Saturday, April 28, 2018

Re: Discussion: gwt-user.jar-like uber jar for T.Broyer's multi-module project.

On Friday, April 27, 2018 at 9:36:04 PM UTC+2, vitrums wrote:

If your lib does not have one single main gwt.xml entry point but really is more like a gwt-user.jar "set of libraries", then you'd probably better skip the gwt:generate-module and gwt:generate-module-metadata and put all your modules in src/main/resources (and not use src/main/module.gwt.xml).
To recap. Are you suggesting to get rid of module.gwt.xml and related to it gwt:generate-module and gwt:generate-module-metadata in the build process, because you don't think using this pattern to be a good practice anymore? So I should simply get back to the roots of GWT, where I had to manually put MyTextBox.gwt.xml in the directory that is root for client folder, but this time under resources (as opposed to src), shouldn't I?

There are two things:
  • if you want to produce a JAR that contains several "unrelated" GWT modules (in the sense that you want to tell users "add that JAR/Maven dependency, then choose among those GWT modules which one(s) to inherit"), then you can skip the src/main/module.gwt.xml+gwt:-generate-module, and you should skip gwt:generate-module-metadata as that doesn't fit with the way you want your artifact to be used. And I'm suggesting that you should do all that, rather than splitting into smaller Maven modules just to follow some convention of using src/main/module.gwt.xml+gwt:generate-module, and then repackage everything into a bigger JAR.
    I'm also suggesting, and that would be a third point, that you shouldn't produce such a bigger JAR in the first place; most people use dependency managers (Maven, Gradle, Ivy, etc.) so producing bigger JARs (which used to help setting up projects when you had to download things and put them in a folder in your project and add them to your build scripts, etc. all manually) brings no real benefits these days (for a bit of history: when GWT was born, the world was much different, so you would download the GWT SDK as a ZIP file, compile against gwt-user.jar and then run GWT using both gwt-dev.jar and gwt-user.jar; this organisation didn't age well, and led to circular dependencies between GWT modules making it really hard if not impossible in some cases to modularize it; this modularization work is however finally happening)
  • I'm really not sure gwt:generate-module-metadata and the generateInheritsFromDependencies facet of gwt:generate-module is a good thing after all, it doesn't look like many people use it either, and I don't know of any other plugin / build tool that copied it. Sometimes, I even wonder if gwt:generate-module (and src/main/module.gwt.xml then) is a good thing, as it leads to such questioning like yours; but overall I think it is, I maybe just need to make it clearer that it really is optional.
The real question is why you're developing my-client-lib and my-client-lib-a separately if your goal is to ship them as a single artifact (there can be use cases of course, but it's the exception rather than the rule).

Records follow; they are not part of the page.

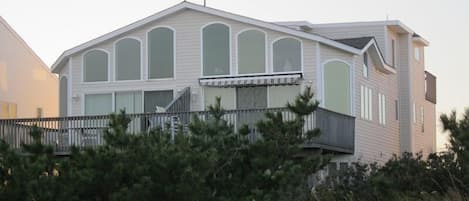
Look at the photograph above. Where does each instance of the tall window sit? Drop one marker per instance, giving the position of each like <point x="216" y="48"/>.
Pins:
<point x="161" y="53"/>
<point x="422" y="118"/>
<point x="128" y="59"/>
<point x="382" y="108"/>
<point x="365" y="65"/>
<point x="157" y="99"/>
<point x="366" y="103"/>
<point x="95" y="66"/>
<point x="337" y="87"/>
<point x="396" y="107"/>
<point x="251" y="52"/>
<point x="216" y="49"/>
<point x="98" y="104"/>
<point x="393" y="52"/>
<point x="417" y="53"/>
<point x="287" y="55"/>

Because I look at module.gwt.xml in my-client-lib and simply don't fully understand how I can have my little widget-size modules like TextBox.gwt.xml as a part of this module, since it would go against the gwt:generate-module idiom. Therefore I'm left to think, that have to physically slice the project into many little modules... That is a big part of the my overall confusion.

See above.
Look at gwt-user.jar. Googlers made it the way that it logically contains dozens of modules. But imagine they were using Maven and this archetype. Did they really have to physically keep them as different modules?

See historical note above. Had they started today, no doubt it would have been different (Google's build system works better with many small libraries)
I noticed your note of criticism about how erroneously I use this archetype. Basically you imply that I should not use it to develop library code. But I'm not sure why it would be such a bad idea.

This is not what I said. What I say is you keep saying "archetype" when you're actually talking about the gwt-lib packaging and building GWT libraries.
I mean I have to develop it somewhere. This way I have a separate "playground" project dedicated to develop some components that are frequently reused in other projects. It's not a huge scale widget library, but still a set of shared interfaces, classes and resources common to more than one project. And in terminology of sandbox example I have a gwt-app packaged sandbox-client with Entry Point. I add dependencies to lib-packaged client modules like my-client-lib to debug and develop them.

What you have is a gwt-app that you use as a playground/sandbox to help you test gwt-lib⋅s. It happens that the gwt-app was initialized from the archetype, but it could have not been the case and wouldn't have changed anything to your gwt-lib issue. It also happens that your gwt-app is built in the same Maven multi-module project, but again it could have been different, and it wouldn't have changed your gwt-lib issue. This is why I said, and keep saying, the archetype is not part of the equation.